BRD4 is known to bind acetylated histones, which are associated with actively transcribed DNA, including those of mitotic chromosomes [21, 22]. Through its constitutive association with active chromatin, as well as with the transcriptional elongation complex, pTEFb, BRD4 is thought to preserve cellular memory by marking regions for re-initiation of transcription following mitosis [2326]. NUT encodes an unstructured polypeptide expressed only in post-meiotic spermatids, but whose function is otherwise unknown.

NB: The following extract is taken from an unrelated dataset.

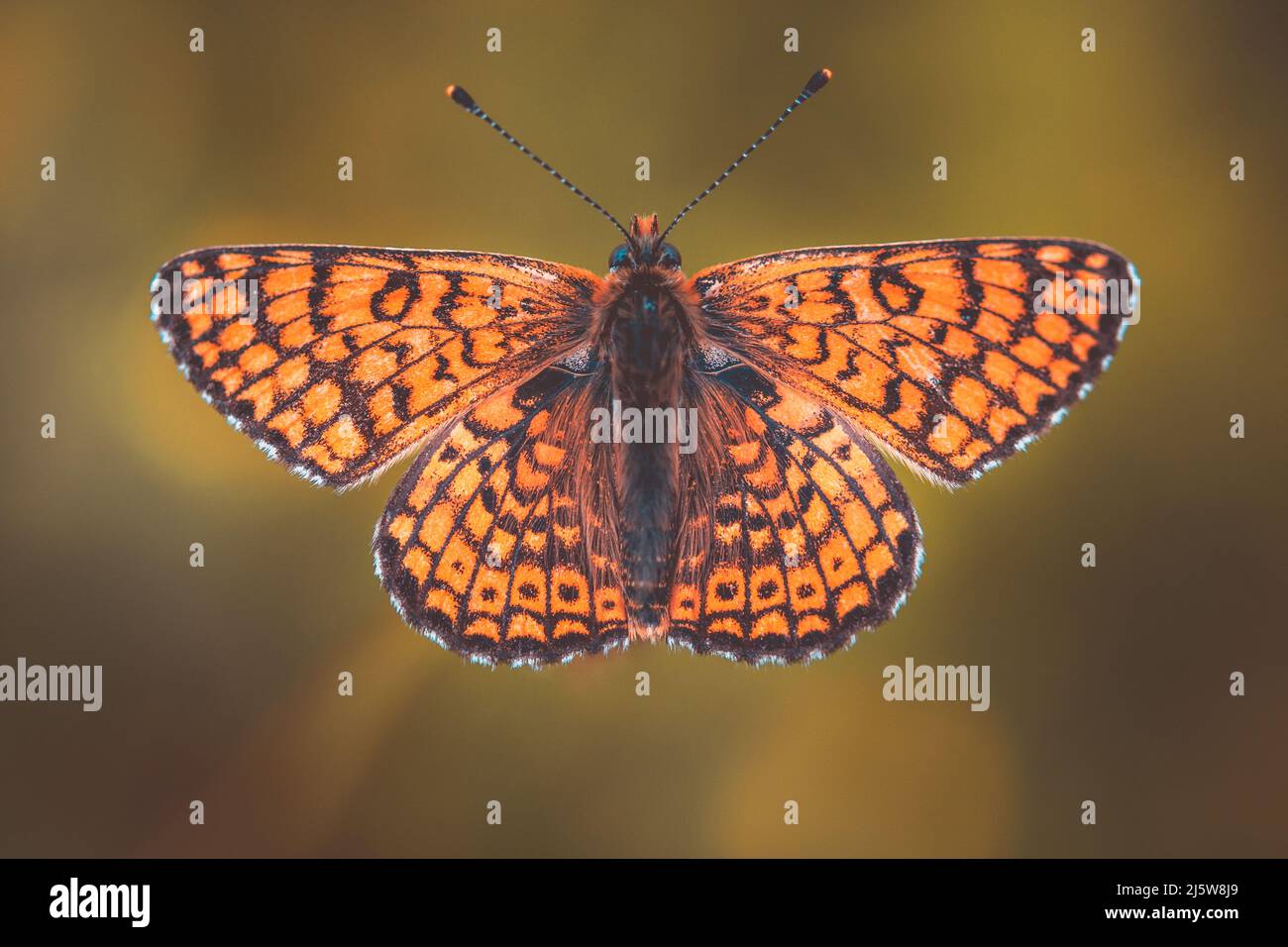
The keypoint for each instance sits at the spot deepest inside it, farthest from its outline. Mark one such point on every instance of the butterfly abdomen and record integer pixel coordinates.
(645, 344)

Involvement of BRD4 and possibly NUT in chromatin regulation suggested that BRD4-NUT might somehow modify chromatin so as to prevent the expression of genes needed for epithelial differentiation. Indeed, as with PML-RARα in acute promyelocytic leukemia, abrogation of BRD4-NUT or BRD3-NUT activity in NMC cell lines through siRNA-mediated knockdown results in induction of squamous differentiation followed by growth arrest (Fig. 2, [20]). Long term studies (3 weeks) have indeed found that the differentiation is terminal and irreversible. The findings suggest that BRD4-NUT is responsible for blocking differentiation and maintaining the cells in a perpetual state of proliferation, and that BRD4-NUT is potentially a powerful therapeutic target.

FIG 2.

FIG 2

Knockdown of BRD4-NUT results in squamous differentiation and growth arrest (from [20]). (A-C) Control siRNA (ct) has no effect on the BRD4-NUT-expressing cell lines TC797 and PER-403 [10], or the BRD3-NUT-expressing cell line 10326, resp. (hematoxylin and eosin stain, 400x, 96h post-transfection). Morphologic changes induced by NUT siRNA-induced knockdown (kd) in TC797, PER-403, and 10326 cells (hematoxylin and eosin stain, 400x, 96h post-transfection). (A-C, insets) BRD-NUT knockdown induces keratin expression, a biomarker of epithelial differentiation, as evidenced by increased staining for pan-keratin monoclonal antibody (clone MNF116, DAKO). (D) Knockdown of BRD-NUT decreases proliferation. Staining for Ki-67+ (a marker of cell cycle progression) was performed on sections of cell blocks prepared 96h post-siRNA transfection. Bars = 50 µm, A-C. (E) Effects of a _NUT_-specific siRNA on BRD-NUT. Protein extracts obtained 24h after siRNA transfection were analyzed on a Western blot stained with a polyclonal NUT antibody.